The Supreme Court’s judgment on Monday, ruling that Shariat courts and fatwas that are injurious to individuals’ fundamental rights are illegal, has sparked a furore among the more conservative sections of Muslims in India, intensifying the debate whether systems of jurisprudence in a democracy can coexist with religion-based Quranic sanctions.
Within no time of the judgment being delivered, several Muslim social organisations expectedly raised objections. Their anxieties notwithstanding, the apex court judgment will inevitably lead to – especially when a powerful BJP-led coalition is at the helm of affairs at the Centre – a heated discussion on the validity of Shariat court pronouncements, especially when they adversely affect and impinge on the fundamental rights of individuals, mostly women.
It should be made clear at the outset that the Supreme Court has not altogether banned Shariat law, holding that “some fatwas may be wise and issued for general good” and that they were a “matter of faith and choice.” The judgment rightly observed that a law court can intervene only when an individual’s rights are violated by particular fatwas.
This stems from the post-colonial state’s insistence upon its secular character which is mediated by the need to reassure religious minorities that led to the recognition of personal law. This created a context where the Indian constitution reflects tensions between the dominant secular legal system and religion-based Shariat law.

A national debate on the relevance and continuance of non-state legal mechanisms — Shariat courts or khap panchayats – which militate against the rights-based approach to justice in modern states – is definitely the need of the hour. It will allow us to examine the anxious relationship between modernity and tradition, whether Shariat courts and khap panchayats exist in contravention of constitutional law and even the rule of law and whether it is time the government devised a uniform civil code.

No system of law should be allowed to be interpreted In India if it violates constitution of India.
Local laws as a specialization is fine for a local community but it cannot infringe on the rights granted by the constitution and by federal laws

It is a good time to have such a discussion in India - hopefully all this will happen without violent outbreaks
 
Majority of Indians have been clamoring for a dialogue and clear understanding of these religious discrepancy in Indian personal law. Bjp and their supporters have been blaming the congress party for this mess. It is an opportunity for the ruling party with a majority in parliament, and now armed with this crucial ruling from SC to change the Indian constitution.
Will they attempt to do so? Only time will tell.
 
Majority of Indians have been clamoring for a dialogue and clear understanding of these religious discrepancy in Indian personal law. Bjp and their supporters have been blaming the congress party for this mess. It is an opportunity for the ruling party with a majority in parliament, and now armed with this crucial ruling from SC to change the Indian constitution.
Will they attempt to do so? Only time will tell.
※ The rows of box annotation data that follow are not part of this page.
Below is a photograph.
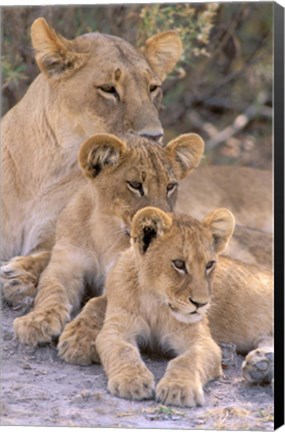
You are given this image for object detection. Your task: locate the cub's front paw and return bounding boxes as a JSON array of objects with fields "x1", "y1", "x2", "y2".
[
  {"x1": 242, "y1": 347, "x2": 274, "y2": 384},
  {"x1": 57, "y1": 316, "x2": 100, "y2": 366},
  {"x1": 13, "y1": 306, "x2": 69, "y2": 346},
  {"x1": 0, "y1": 257, "x2": 38, "y2": 307},
  {"x1": 156, "y1": 377, "x2": 204, "y2": 407},
  {"x1": 108, "y1": 367, "x2": 155, "y2": 400}
]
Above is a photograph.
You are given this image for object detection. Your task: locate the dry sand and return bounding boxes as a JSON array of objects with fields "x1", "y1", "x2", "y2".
[{"x1": 1, "y1": 304, "x2": 273, "y2": 431}]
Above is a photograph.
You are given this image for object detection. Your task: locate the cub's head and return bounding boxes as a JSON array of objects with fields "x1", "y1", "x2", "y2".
[
  {"x1": 78, "y1": 133, "x2": 204, "y2": 232},
  {"x1": 131, "y1": 207, "x2": 235, "y2": 323},
  {"x1": 31, "y1": 18, "x2": 182, "y2": 141}
]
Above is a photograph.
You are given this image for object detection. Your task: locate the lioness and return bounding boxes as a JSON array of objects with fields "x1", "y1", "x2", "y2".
[
  {"x1": 96, "y1": 207, "x2": 272, "y2": 406},
  {"x1": 1, "y1": 18, "x2": 182, "y2": 266},
  {"x1": 1, "y1": 18, "x2": 272, "y2": 274},
  {"x1": 13, "y1": 134, "x2": 204, "y2": 345}
]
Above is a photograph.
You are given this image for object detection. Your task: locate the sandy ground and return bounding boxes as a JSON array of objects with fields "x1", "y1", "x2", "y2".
[{"x1": 1, "y1": 304, "x2": 273, "y2": 431}]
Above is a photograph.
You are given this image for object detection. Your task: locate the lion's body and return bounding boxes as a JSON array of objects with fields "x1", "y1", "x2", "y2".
[
  {"x1": 208, "y1": 256, "x2": 273, "y2": 353},
  {"x1": 1, "y1": 19, "x2": 272, "y2": 269},
  {"x1": 95, "y1": 208, "x2": 273, "y2": 406},
  {"x1": 176, "y1": 165, "x2": 273, "y2": 233},
  {"x1": 12, "y1": 134, "x2": 204, "y2": 345},
  {"x1": 1, "y1": 19, "x2": 182, "y2": 260}
]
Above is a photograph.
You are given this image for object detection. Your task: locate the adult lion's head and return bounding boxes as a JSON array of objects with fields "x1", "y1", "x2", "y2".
[{"x1": 31, "y1": 18, "x2": 182, "y2": 140}]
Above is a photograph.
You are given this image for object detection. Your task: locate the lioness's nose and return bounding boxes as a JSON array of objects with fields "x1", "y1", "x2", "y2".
[
  {"x1": 189, "y1": 297, "x2": 208, "y2": 309},
  {"x1": 138, "y1": 129, "x2": 163, "y2": 142}
]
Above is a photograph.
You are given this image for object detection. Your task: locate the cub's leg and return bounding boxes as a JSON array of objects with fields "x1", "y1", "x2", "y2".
[
  {"x1": 242, "y1": 336, "x2": 274, "y2": 384},
  {"x1": 96, "y1": 309, "x2": 154, "y2": 400},
  {"x1": 156, "y1": 327, "x2": 222, "y2": 407},
  {"x1": 0, "y1": 250, "x2": 51, "y2": 307},
  {"x1": 14, "y1": 245, "x2": 90, "y2": 346},
  {"x1": 58, "y1": 295, "x2": 107, "y2": 365}
]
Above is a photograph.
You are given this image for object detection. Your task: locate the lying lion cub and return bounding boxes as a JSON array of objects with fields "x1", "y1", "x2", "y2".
[
  {"x1": 96, "y1": 208, "x2": 272, "y2": 406},
  {"x1": 13, "y1": 134, "x2": 204, "y2": 345},
  {"x1": 96, "y1": 207, "x2": 235, "y2": 407}
]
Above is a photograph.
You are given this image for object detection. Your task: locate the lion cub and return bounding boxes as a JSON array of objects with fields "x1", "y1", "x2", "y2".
[
  {"x1": 13, "y1": 134, "x2": 204, "y2": 348},
  {"x1": 96, "y1": 207, "x2": 235, "y2": 407}
]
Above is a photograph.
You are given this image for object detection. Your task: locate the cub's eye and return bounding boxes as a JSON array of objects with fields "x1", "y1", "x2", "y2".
[
  {"x1": 127, "y1": 181, "x2": 144, "y2": 196},
  {"x1": 172, "y1": 260, "x2": 187, "y2": 273},
  {"x1": 149, "y1": 84, "x2": 160, "y2": 93},
  {"x1": 97, "y1": 84, "x2": 119, "y2": 99},
  {"x1": 166, "y1": 182, "x2": 177, "y2": 194},
  {"x1": 206, "y1": 261, "x2": 216, "y2": 273}
]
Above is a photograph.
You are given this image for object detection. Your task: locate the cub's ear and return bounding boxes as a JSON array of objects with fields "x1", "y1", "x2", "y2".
[
  {"x1": 165, "y1": 133, "x2": 205, "y2": 179},
  {"x1": 203, "y1": 208, "x2": 235, "y2": 253},
  {"x1": 31, "y1": 18, "x2": 89, "y2": 78},
  {"x1": 142, "y1": 30, "x2": 183, "y2": 81},
  {"x1": 131, "y1": 207, "x2": 172, "y2": 254},
  {"x1": 78, "y1": 134, "x2": 127, "y2": 178}
]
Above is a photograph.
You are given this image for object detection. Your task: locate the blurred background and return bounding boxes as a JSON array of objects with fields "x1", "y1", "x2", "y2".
[{"x1": 1, "y1": 2, "x2": 273, "y2": 169}]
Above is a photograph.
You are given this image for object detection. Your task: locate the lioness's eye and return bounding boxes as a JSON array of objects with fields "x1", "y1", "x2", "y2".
[
  {"x1": 172, "y1": 260, "x2": 187, "y2": 273},
  {"x1": 97, "y1": 84, "x2": 119, "y2": 99},
  {"x1": 206, "y1": 261, "x2": 216, "y2": 272},
  {"x1": 166, "y1": 182, "x2": 177, "y2": 193},
  {"x1": 149, "y1": 84, "x2": 160, "y2": 93},
  {"x1": 127, "y1": 181, "x2": 144, "y2": 196}
]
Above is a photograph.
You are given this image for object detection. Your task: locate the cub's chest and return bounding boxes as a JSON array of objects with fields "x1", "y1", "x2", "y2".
[{"x1": 136, "y1": 294, "x2": 175, "y2": 352}]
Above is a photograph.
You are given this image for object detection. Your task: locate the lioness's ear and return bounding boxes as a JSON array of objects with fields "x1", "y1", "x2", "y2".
[
  {"x1": 131, "y1": 207, "x2": 172, "y2": 254},
  {"x1": 165, "y1": 133, "x2": 205, "y2": 179},
  {"x1": 78, "y1": 134, "x2": 127, "y2": 178},
  {"x1": 203, "y1": 208, "x2": 235, "y2": 253},
  {"x1": 31, "y1": 18, "x2": 88, "y2": 77},
  {"x1": 142, "y1": 30, "x2": 183, "y2": 81}
]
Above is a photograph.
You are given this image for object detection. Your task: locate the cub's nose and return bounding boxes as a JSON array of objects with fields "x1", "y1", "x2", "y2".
[
  {"x1": 138, "y1": 129, "x2": 163, "y2": 142},
  {"x1": 189, "y1": 297, "x2": 208, "y2": 309}
]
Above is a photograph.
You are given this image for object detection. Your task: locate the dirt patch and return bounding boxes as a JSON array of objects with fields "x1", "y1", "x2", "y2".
[{"x1": 1, "y1": 304, "x2": 274, "y2": 431}]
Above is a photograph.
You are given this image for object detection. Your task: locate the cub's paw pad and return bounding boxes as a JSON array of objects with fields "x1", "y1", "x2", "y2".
[
  {"x1": 0, "y1": 261, "x2": 37, "y2": 307},
  {"x1": 156, "y1": 378, "x2": 204, "y2": 407},
  {"x1": 108, "y1": 371, "x2": 155, "y2": 400},
  {"x1": 57, "y1": 319, "x2": 99, "y2": 366},
  {"x1": 13, "y1": 311, "x2": 68, "y2": 346},
  {"x1": 242, "y1": 348, "x2": 274, "y2": 384}
]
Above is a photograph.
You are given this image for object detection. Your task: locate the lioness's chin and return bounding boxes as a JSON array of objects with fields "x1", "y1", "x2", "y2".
[{"x1": 168, "y1": 310, "x2": 203, "y2": 324}]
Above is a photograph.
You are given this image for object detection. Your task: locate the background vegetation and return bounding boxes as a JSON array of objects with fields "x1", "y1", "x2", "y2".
[{"x1": 1, "y1": 2, "x2": 273, "y2": 169}]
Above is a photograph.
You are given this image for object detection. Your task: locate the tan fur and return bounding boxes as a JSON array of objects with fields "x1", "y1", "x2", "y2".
[
  {"x1": 12, "y1": 134, "x2": 204, "y2": 348},
  {"x1": 1, "y1": 18, "x2": 182, "y2": 262},
  {"x1": 176, "y1": 165, "x2": 273, "y2": 233},
  {"x1": 96, "y1": 208, "x2": 234, "y2": 406},
  {"x1": 58, "y1": 206, "x2": 273, "y2": 388}
]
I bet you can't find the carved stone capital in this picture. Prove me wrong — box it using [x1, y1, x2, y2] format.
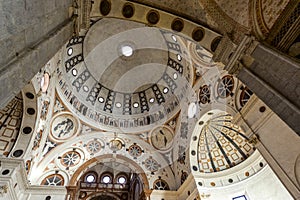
[0, 185, 8, 196]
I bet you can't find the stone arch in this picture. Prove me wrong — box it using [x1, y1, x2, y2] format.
[69, 154, 149, 189]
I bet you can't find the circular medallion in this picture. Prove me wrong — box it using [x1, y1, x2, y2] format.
[86, 139, 102, 154]
[144, 157, 160, 172]
[60, 151, 81, 167]
[128, 143, 143, 158]
[109, 139, 123, 151]
[51, 113, 78, 140]
[150, 126, 174, 151]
While I cannot claim much knowledge about Indian constitution I suppose it must be aligned with common sense Dharma much like most of US Constitution is in my understanding.

The issue is that a state cannot promote any religion-based laws if it has to have a future (and common sense Dharma has nothing to do with Hinduism per se because these are self evident laws that all human being even without formal education know about).

What is needed is to clarify what aspects of Sharia Laws are in alignment with Indian Constitution and not change the constitution itself in the first step.
 
A common or uniform personal law is immaterial when the government cannot even ensure common public law. Eg. A slew of laws such as RTE with exemptions along communal lines. Media discourse over Shariat and Khap Panchayats is just to pull wool over unsuspecting eyes and keep discussion away from discriminatory public laws.